The private equity super-goliath reports its earnings on Thursday, and analysts are expecting it to announce the crossing of a new rubicon: holding over $1 trillion in assets under management.

Trillion Dollar Triumph

So how’d we get here? At the end of 2009, the firm managed around $100 billion. But as the decade rolled on, Blackstone became a major private capital player as it seized on the vacuum created by post-08 banking regulations that required banks to hold larger loan loss reserves (and thus hampering lending activities). By 2018, the firm reported managing just under $500 million in assets. Then came the ultra-low interest rate era of the 2010s latter years, and Blackstone seized on cheap debt to finance major deals. By the end of 2022, it managed $975 billion, which inched up to $991 billion in its Q1 earnings report.

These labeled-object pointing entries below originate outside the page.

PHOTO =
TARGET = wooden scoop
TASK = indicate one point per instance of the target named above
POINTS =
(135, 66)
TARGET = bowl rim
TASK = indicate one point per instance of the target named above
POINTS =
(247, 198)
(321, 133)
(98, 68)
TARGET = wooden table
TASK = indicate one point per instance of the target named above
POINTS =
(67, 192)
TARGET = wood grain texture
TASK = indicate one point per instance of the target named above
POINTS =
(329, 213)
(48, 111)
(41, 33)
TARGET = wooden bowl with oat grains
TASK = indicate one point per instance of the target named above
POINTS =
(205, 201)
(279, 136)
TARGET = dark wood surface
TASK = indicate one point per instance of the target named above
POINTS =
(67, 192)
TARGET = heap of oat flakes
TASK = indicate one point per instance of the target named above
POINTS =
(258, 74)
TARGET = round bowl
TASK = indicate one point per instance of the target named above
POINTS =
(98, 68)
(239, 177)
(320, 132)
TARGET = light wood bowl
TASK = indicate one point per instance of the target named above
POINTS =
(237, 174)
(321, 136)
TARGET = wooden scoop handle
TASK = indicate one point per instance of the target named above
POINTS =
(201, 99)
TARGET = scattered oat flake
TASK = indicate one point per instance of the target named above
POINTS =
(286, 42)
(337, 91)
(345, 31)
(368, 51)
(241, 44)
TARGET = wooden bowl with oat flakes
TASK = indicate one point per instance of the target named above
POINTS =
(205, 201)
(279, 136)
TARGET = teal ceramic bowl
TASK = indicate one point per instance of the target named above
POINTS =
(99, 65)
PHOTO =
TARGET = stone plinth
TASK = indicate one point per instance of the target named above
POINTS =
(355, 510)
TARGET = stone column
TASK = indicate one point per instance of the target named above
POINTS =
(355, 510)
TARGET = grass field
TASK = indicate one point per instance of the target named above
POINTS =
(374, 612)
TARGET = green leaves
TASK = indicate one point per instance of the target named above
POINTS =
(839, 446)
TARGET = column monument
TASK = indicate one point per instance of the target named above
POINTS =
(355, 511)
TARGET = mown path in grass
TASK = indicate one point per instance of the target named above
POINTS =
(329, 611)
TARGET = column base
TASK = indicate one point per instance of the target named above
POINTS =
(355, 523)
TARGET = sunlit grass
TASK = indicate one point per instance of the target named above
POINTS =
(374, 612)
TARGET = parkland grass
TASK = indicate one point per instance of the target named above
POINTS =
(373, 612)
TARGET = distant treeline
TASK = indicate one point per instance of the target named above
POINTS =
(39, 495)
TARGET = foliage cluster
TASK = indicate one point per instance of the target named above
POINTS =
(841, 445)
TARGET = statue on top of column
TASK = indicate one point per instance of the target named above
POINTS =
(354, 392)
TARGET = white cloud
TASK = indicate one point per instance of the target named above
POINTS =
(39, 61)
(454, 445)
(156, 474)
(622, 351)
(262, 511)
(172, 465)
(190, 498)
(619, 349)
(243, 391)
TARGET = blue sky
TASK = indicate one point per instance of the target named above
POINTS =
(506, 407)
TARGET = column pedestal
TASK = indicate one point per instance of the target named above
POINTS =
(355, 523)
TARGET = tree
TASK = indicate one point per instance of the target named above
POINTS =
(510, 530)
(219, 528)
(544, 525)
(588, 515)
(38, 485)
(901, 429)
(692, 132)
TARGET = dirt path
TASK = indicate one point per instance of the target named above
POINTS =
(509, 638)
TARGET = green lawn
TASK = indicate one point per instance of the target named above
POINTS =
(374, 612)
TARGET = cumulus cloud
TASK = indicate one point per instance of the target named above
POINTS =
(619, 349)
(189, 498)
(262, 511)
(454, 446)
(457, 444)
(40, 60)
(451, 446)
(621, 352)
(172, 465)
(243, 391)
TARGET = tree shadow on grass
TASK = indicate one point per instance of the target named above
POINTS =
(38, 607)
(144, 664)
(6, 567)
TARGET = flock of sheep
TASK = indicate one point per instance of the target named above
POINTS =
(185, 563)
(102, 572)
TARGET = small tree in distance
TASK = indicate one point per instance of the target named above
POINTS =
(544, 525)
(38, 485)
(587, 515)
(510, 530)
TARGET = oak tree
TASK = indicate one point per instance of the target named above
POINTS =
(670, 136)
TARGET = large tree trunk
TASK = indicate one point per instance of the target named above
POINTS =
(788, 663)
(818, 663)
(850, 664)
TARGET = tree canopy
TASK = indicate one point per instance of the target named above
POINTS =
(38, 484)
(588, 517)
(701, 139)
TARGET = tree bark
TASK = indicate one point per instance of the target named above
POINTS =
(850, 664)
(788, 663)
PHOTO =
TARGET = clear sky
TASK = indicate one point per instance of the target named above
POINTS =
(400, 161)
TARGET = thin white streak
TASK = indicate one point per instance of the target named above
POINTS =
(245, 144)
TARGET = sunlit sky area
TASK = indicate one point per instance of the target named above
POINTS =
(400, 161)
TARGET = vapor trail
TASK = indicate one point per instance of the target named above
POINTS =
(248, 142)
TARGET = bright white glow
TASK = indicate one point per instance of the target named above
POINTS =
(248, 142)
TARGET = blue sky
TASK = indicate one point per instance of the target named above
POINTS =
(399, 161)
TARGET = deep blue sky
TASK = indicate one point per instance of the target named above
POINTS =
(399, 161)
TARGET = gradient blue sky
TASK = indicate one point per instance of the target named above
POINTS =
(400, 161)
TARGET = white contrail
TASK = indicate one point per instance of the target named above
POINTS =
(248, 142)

Now it exists at the top of the alternative investing world for both individuals and traditional institutional investors such as pensions; in the decade between 2012 and 2022, Blackstone earned $1 trillion in investor inflows. It’s difficult to find a corner of the economy in which Blackstone isn’t a major presence:

  • Its $68 billion Blackstone Real Estate Income Trust makes it the country’s top commercial real estate player, and the sector marks its fastest-growing pillar.
  • In the private capital world, Blackstone claims to have $291 billion in credit and insurance assets under management, while financing over 3,100 individual businesses. This spring’s banking crisis has only fueled its private capital ambitions.

Too Big to Fail? Some inside the firm worry its increased size will hinder its entrepreneurial spirit, sources tell Bloomberg. It will almost certainly invite more watchdog scrutiny. “Private equity firms are no longer private equity firms,” economist Josh Lerner told Bloomberg. “They are complex assemblages. It means more scrutiny from investors and regulators.”